The importance of creating a shared understanding of healthcare design, planning and delivery to enable local and system-wide change

The importance of creating a shared understanding of healthcare design, planning and delivery to enable local and system-wide change

This article was provided by Australian Centre for VBHC Advisory Group member, George Leipnik.

George is the Director of Strategy and System Priorities at the NSW Ministry of Health, with his team leading the implementation of Future Health. A 10-year strategy for NSW Health, Future Health includes key objectives such as supporting the system to deliver better value care, and coordinating the state-wide collections of self-reported information from patients, carers, the community and staff.

Increasing growth and demand pressures, new technologies, and changing community needs and expectations require health systems to deliver care more efficiently in different ways, while maintaining safety, access, equity, and positive experiences and outcomes for patients, carers, the community and staff. NSW Health’s peak strategy, Future Health: Guiding the next decade of care in NSW 2022 – 2032, provides a roadmap for how we will address these issues and deliver services over the coming decades.

Successfully implementing these new and alternative models of care, technologies and ways of working to achieve NSW Health’s vision relies on acceptance by the community and clinicians and aligning expectations with broader priorities. Health systems need to ensure future health services and innovative models of care are informed, understood, trusted and embraced by the community and that there is a shared understanding about:

  • why things are changing, including conversations about health needs data, quality and safety, efficiency and economic considerations
  • what safe, high quality, and sustainable healthcare looks like and what matters most to patients
  • how communities can expect care to be delivered into the future, noting traditional models of care delivery may not be the most effective or efficient response.

While significant achievements have been made in developing tools and resources to engage consumers and communities, such as All Of Us: A guide to engaging consumers, carers and communities across NSW Health and Elevating the Human Experience, NSW Health identified a need to strengthen how we support a shared community understanding across all levels of the organisation. This can help build trust in the systems and process that make evidence-based decisions about health service delivery in NSW.

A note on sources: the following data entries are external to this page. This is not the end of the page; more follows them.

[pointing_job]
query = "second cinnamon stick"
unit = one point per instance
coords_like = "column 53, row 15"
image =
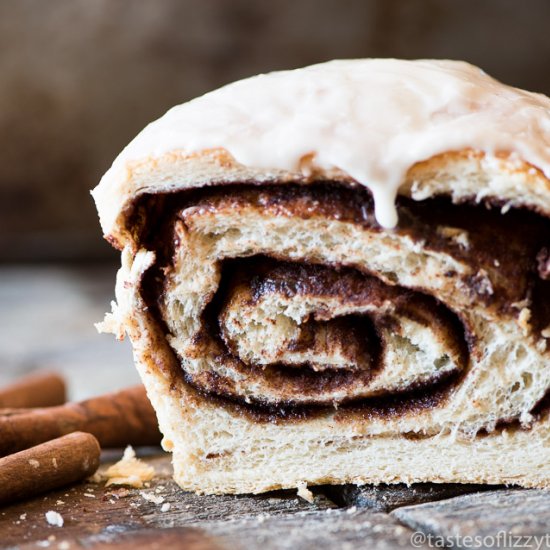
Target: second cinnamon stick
column 48, row 466
column 116, row 420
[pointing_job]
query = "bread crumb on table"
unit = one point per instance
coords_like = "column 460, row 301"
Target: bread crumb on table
column 129, row 471
column 304, row 492
column 54, row 518
column 150, row 497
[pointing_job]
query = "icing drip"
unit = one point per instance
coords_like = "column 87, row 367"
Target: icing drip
column 372, row 119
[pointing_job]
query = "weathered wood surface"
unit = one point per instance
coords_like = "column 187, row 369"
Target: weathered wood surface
column 91, row 508
column 47, row 322
column 342, row 529
column 506, row 514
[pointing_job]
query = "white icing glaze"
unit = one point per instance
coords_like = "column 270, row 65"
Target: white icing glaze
column 371, row 118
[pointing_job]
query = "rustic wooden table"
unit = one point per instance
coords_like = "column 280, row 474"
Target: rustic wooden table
column 47, row 322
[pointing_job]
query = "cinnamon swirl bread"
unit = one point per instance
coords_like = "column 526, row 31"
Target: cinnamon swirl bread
column 341, row 274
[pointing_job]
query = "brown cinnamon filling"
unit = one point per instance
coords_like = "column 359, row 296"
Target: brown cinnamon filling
column 509, row 248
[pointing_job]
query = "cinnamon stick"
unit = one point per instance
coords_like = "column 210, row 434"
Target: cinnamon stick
column 116, row 420
column 41, row 389
column 48, row 466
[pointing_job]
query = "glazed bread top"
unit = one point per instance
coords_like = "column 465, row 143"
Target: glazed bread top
column 375, row 122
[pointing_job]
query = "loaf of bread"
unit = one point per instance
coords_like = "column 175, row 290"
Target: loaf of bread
column 341, row 274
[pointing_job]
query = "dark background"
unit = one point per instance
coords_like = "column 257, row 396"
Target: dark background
column 79, row 78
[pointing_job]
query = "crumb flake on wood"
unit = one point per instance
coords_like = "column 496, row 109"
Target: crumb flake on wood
column 129, row 471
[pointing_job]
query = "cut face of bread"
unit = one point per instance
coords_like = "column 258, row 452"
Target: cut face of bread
column 291, row 325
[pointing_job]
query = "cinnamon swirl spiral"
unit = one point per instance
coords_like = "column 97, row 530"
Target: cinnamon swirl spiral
column 287, row 330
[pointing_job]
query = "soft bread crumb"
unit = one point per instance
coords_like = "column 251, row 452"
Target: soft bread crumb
column 129, row 471
column 54, row 518
column 150, row 497
column 523, row 320
column 304, row 492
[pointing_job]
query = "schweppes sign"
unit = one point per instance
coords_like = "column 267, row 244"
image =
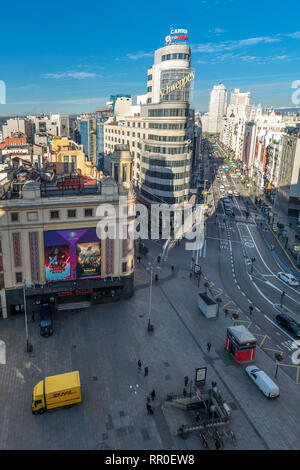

In 2024, NSW Health connected with more than 300 staff, community members, partner organisations and other government departments to gain a deeper understanding of:

  • stakeholders’ experiences when engaging with the community, workforce and partners and NSW Health
  • barriers, enablers, challenges and opportunities to strengthen and improve engagement processes
  • ways to work more collaboratively across the health system and provide more transparency around decision-making.

Four key themes emerged from the consultation feedback. These themes cover areas that can be strengthened to enable trust across all levels of the system, build relationships and create a shared understanding of health service design, planning and delivery:

  • Consultation quality – Early planning, transparency, accountability, cultural sensitivity, and building relationships with trusted community members to ensure consultation are valued and impactful.
  • Communication – Needs to be tailored, timely, accessible, appropriate and shared proactively through open dialogue with communities, staff, and partners.
  • Supportive environments and resource allocation – Create engagement capable environments that are resourced appropriately through leadership, capability uplift, and clear requirements and guidance.
  • System alignment and coordination – Improved coordination within NSW Health, across government and with partners to improve collaboration, reduce duplication, and prevent over-consultation.

Aligning community expectations with future healthcare priorities requires a partnership approach between the health system, community and partners. As health system leaders we have a responsibility to engage to understand and serve the needs of the community, complemented by proactive and transparent communication about available services, any changes, and what can be delivered reasonably and safely in different contexts. This requires a process of continually building trust in alternative models of care by demonstrating their effectiveness, efficiency and safety, while ensuring existing health services continue to be delivered sustainably.

NSW Health is now working on the ways to address these consultation findings.